NHS England has renewed its commitment to improving the quality of life for the country’s hidden army of young and adult carers.

The 5.5 million unpaid carers in England make a critical contribution not only to loved ones, neighbours and friends, but to the sustainability of the NHS.  To make this contribution, carers often make great sacrifices to support the people they look after.

NHS England today launched Commissioning for Carers: Principles and Resources to Support Young and Adult Carers at an annual accountability event in London with delegates from carers organisations, commissioners, health and care practitioners and other partners and stakeholders.

With input from carers themselves, leading charities, and partner organisations, NHS England has identified and developed ten principles that will help commissioners to deliver the care and support carers need.
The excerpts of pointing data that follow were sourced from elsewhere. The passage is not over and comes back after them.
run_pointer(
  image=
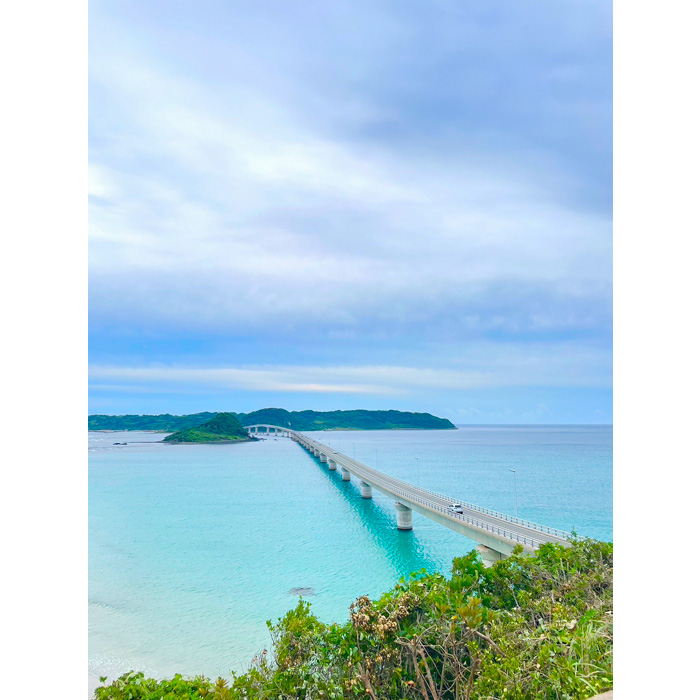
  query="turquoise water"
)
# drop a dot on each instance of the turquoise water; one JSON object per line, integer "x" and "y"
{"x": 193, "y": 547}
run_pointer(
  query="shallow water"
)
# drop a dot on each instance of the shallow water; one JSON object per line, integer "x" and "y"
{"x": 193, "y": 547}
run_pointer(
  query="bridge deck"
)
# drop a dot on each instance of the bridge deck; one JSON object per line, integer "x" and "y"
{"x": 495, "y": 530}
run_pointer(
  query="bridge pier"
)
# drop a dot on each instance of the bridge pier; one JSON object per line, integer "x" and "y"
{"x": 404, "y": 517}
{"x": 489, "y": 556}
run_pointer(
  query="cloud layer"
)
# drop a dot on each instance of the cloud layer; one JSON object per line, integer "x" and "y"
{"x": 283, "y": 171}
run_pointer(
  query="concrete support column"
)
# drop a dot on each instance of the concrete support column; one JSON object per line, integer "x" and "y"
{"x": 488, "y": 555}
{"x": 404, "y": 517}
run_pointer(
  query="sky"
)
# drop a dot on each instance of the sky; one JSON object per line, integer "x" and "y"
{"x": 385, "y": 204}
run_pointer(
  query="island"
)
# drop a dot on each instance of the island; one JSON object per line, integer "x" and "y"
{"x": 296, "y": 420}
{"x": 222, "y": 428}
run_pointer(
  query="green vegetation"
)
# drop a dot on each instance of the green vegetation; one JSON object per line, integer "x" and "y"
{"x": 529, "y": 627}
{"x": 297, "y": 420}
{"x": 223, "y": 427}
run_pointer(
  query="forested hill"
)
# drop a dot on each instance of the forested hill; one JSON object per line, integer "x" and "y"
{"x": 297, "y": 420}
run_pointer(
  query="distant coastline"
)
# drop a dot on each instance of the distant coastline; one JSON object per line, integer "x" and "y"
{"x": 296, "y": 420}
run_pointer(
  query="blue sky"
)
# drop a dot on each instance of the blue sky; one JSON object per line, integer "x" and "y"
{"x": 352, "y": 205}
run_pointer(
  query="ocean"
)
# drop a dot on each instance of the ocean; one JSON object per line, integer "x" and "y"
{"x": 192, "y": 548}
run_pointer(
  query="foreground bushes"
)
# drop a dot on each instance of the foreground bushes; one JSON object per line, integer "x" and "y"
{"x": 529, "y": 627}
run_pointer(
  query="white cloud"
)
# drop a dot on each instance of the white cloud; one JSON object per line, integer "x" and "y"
{"x": 216, "y": 211}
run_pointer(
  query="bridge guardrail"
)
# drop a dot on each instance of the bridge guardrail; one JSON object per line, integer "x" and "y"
{"x": 516, "y": 537}
{"x": 516, "y": 521}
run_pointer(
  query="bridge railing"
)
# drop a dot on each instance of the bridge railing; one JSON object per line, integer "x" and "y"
{"x": 516, "y": 521}
{"x": 516, "y": 537}
{"x": 502, "y": 532}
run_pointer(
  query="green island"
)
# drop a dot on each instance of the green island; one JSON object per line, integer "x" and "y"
{"x": 296, "y": 420}
{"x": 536, "y": 626}
{"x": 222, "y": 428}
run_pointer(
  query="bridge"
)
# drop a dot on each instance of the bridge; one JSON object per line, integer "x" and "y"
{"x": 496, "y": 534}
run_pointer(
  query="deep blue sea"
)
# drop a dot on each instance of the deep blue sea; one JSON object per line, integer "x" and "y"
{"x": 193, "y": 547}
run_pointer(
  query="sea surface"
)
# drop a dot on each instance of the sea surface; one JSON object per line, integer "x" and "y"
{"x": 192, "y": 548}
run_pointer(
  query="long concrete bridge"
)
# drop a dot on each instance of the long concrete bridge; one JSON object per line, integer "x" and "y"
{"x": 496, "y": 534}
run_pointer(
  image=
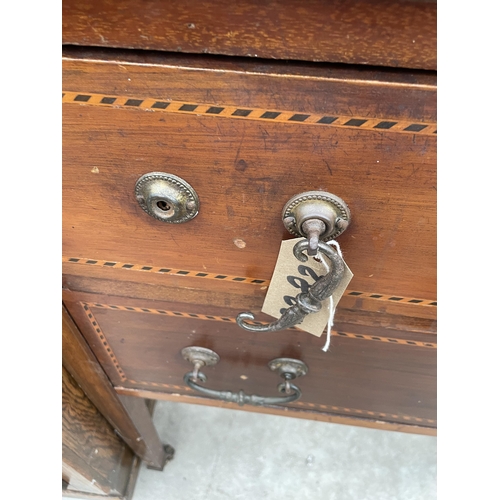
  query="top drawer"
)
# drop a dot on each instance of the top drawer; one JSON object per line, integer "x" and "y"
{"x": 367, "y": 137}
{"x": 396, "y": 33}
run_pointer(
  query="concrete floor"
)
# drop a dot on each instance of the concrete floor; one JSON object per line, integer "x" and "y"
{"x": 229, "y": 454}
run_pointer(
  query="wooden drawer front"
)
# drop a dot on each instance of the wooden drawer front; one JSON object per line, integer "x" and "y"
{"x": 244, "y": 168}
{"x": 369, "y": 373}
{"x": 390, "y": 33}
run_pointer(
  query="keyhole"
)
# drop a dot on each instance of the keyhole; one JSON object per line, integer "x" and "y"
{"x": 163, "y": 205}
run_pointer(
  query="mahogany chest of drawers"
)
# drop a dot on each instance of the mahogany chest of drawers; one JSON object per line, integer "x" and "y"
{"x": 248, "y": 134}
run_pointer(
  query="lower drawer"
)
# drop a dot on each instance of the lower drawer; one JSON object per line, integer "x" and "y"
{"x": 369, "y": 373}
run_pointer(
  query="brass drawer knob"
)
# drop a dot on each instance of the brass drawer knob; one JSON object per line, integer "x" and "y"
{"x": 287, "y": 368}
{"x": 318, "y": 216}
{"x": 166, "y": 197}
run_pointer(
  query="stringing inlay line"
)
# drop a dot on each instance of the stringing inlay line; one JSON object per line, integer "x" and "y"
{"x": 109, "y": 352}
{"x": 237, "y": 279}
{"x": 102, "y": 339}
{"x": 339, "y": 409}
{"x": 251, "y": 113}
{"x": 226, "y": 319}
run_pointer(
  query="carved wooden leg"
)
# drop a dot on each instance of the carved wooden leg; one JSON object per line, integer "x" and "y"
{"x": 129, "y": 416}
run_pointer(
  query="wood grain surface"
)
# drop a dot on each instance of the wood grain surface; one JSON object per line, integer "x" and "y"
{"x": 90, "y": 446}
{"x": 394, "y": 33}
{"x": 244, "y": 171}
{"x": 82, "y": 364}
{"x": 361, "y": 376}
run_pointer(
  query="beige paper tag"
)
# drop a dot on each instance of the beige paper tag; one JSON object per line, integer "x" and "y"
{"x": 292, "y": 277}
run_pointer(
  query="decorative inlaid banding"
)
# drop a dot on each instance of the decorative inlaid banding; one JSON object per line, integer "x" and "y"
{"x": 165, "y": 270}
{"x": 319, "y": 407}
{"x": 102, "y": 339}
{"x": 237, "y": 279}
{"x": 226, "y": 319}
{"x": 167, "y": 106}
{"x": 123, "y": 378}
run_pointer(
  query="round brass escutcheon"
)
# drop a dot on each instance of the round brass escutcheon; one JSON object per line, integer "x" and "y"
{"x": 290, "y": 367}
{"x": 202, "y": 355}
{"x": 166, "y": 197}
{"x": 317, "y": 206}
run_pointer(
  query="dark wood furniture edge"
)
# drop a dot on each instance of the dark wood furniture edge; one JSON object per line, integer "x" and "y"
{"x": 129, "y": 490}
{"x": 284, "y": 411}
{"x": 81, "y": 363}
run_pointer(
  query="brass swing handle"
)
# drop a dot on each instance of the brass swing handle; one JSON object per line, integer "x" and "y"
{"x": 288, "y": 369}
{"x": 305, "y": 303}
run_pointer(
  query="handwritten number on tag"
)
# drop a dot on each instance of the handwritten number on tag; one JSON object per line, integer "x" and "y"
{"x": 299, "y": 283}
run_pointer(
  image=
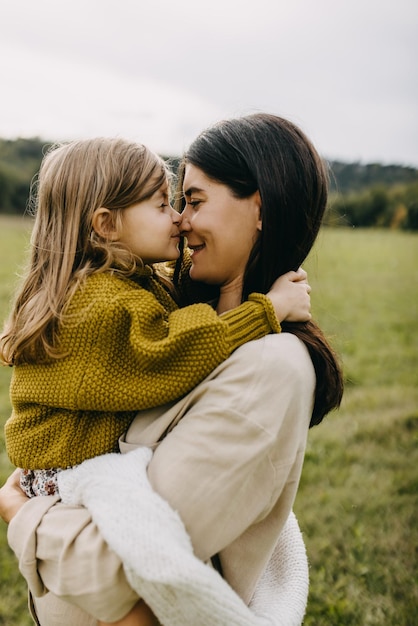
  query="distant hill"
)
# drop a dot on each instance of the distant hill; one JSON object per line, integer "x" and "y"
{"x": 368, "y": 194}
{"x": 350, "y": 177}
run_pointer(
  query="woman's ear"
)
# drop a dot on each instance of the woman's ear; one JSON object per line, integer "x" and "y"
{"x": 103, "y": 224}
{"x": 257, "y": 199}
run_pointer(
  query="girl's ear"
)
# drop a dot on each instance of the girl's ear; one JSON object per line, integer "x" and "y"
{"x": 103, "y": 224}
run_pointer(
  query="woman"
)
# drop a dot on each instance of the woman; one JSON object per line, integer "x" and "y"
{"x": 245, "y": 427}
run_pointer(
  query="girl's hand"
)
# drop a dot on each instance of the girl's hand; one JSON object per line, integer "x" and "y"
{"x": 12, "y": 497}
{"x": 290, "y": 297}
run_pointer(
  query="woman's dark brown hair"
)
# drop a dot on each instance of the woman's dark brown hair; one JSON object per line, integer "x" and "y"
{"x": 270, "y": 154}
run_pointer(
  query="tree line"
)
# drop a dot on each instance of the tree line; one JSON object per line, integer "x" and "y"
{"x": 362, "y": 195}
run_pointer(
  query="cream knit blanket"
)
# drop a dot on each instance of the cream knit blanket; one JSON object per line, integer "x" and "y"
{"x": 158, "y": 558}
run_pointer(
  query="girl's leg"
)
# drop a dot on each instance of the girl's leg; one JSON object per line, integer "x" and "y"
{"x": 141, "y": 615}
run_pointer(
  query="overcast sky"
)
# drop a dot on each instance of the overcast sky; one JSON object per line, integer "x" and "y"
{"x": 159, "y": 71}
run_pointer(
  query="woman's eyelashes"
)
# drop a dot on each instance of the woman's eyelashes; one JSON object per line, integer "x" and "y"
{"x": 193, "y": 203}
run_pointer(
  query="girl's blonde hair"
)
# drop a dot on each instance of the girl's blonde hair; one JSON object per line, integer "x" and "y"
{"x": 74, "y": 180}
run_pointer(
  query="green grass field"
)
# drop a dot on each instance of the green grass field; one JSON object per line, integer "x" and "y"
{"x": 357, "y": 503}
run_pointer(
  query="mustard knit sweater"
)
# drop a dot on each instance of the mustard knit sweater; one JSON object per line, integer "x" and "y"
{"x": 127, "y": 347}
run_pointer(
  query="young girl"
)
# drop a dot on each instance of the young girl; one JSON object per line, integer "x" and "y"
{"x": 95, "y": 334}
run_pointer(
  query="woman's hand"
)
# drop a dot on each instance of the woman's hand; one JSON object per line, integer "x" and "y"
{"x": 290, "y": 297}
{"x": 141, "y": 615}
{"x": 12, "y": 497}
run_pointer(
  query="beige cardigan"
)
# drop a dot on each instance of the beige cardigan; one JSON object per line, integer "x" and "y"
{"x": 231, "y": 467}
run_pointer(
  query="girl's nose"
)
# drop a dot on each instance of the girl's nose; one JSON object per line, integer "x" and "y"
{"x": 177, "y": 217}
{"x": 185, "y": 222}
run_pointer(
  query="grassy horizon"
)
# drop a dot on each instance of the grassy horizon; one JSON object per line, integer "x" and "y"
{"x": 357, "y": 502}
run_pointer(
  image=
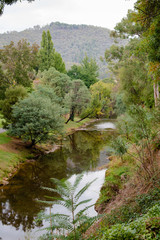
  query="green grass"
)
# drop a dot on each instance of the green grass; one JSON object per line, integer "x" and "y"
{"x": 73, "y": 125}
{"x": 116, "y": 175}
{"x": 4, "y": 138}
{"x": 1, "y": 120}
{"x": 8, "y": 160}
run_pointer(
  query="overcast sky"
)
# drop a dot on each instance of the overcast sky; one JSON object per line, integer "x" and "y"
{"x": 104, "y": 13}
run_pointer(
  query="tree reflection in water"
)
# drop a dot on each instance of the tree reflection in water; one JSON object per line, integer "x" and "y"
{"x": 18, "y": 200}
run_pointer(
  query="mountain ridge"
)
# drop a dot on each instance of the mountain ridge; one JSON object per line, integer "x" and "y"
{"x": 72, "y": 41}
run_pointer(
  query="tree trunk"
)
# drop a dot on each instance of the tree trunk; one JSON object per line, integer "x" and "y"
{"x": 156, "y": 93}
{"x": 83, "y": 118}
{"x": 71, "y": 117}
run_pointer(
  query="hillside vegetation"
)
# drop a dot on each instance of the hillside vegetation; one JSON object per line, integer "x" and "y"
{"x": 71, "y": 41}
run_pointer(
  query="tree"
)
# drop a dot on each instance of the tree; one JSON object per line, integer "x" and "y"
{"x": 75, "y": 72}
{"x": 59, "y": 65}
{"x": 8, "y": 2}
{"x": 47, "y": 55}
{"x": 36, "y": 119}
{"x": 46, "y": 52}
{"x": 70, "y": 199}
{"x": 18, "y": 62}
{"x": 87, "y": 71}
{"x": 77, "y": 98}
{"x": 60, "y": 82}
{"x": 12, "y": 96}
{"x": 101, "y": 99}
{"x": 138, "y": 138}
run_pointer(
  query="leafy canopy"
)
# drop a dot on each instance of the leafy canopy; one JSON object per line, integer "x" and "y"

The work includes the latest research, case studies and best practice that were collected at four regional evidence summits held across England.

The principles are:

  1. Think Carer, Think Family; Make Every Contact Count
  2. Support what works for carers, share and learn from others
  3. Right care, right time, right place for carers
  4. Measure what matters to carers
  5. Support for carers depends on partnership working
  6. Leadership for carers at all levels
  7. Train staff to identify and support carers
  8. Prioritise carers’ health and wellbeing
  9. Invest in carers to sustain and save
  10. Support carers to access local resources

This work forms part of NHS England’s Commitments to Carers, published on 7 May, and has been undertaken in partnership with NHS Improving Quality (NHSIQ) and the Royal College of General Practitioners (RCGP). A suite of products has been developed that will help commissioners and practitioners to deliver appropriate support for carers.  These products are listed below.

The NHS Five Year Forward View commits the NHS to find new ways to support carers, to build on the new rights created by the Care Act and to help the most vulnerable carers – the approximately 225,000 young carers and the 110,000 carers who are aged over 85.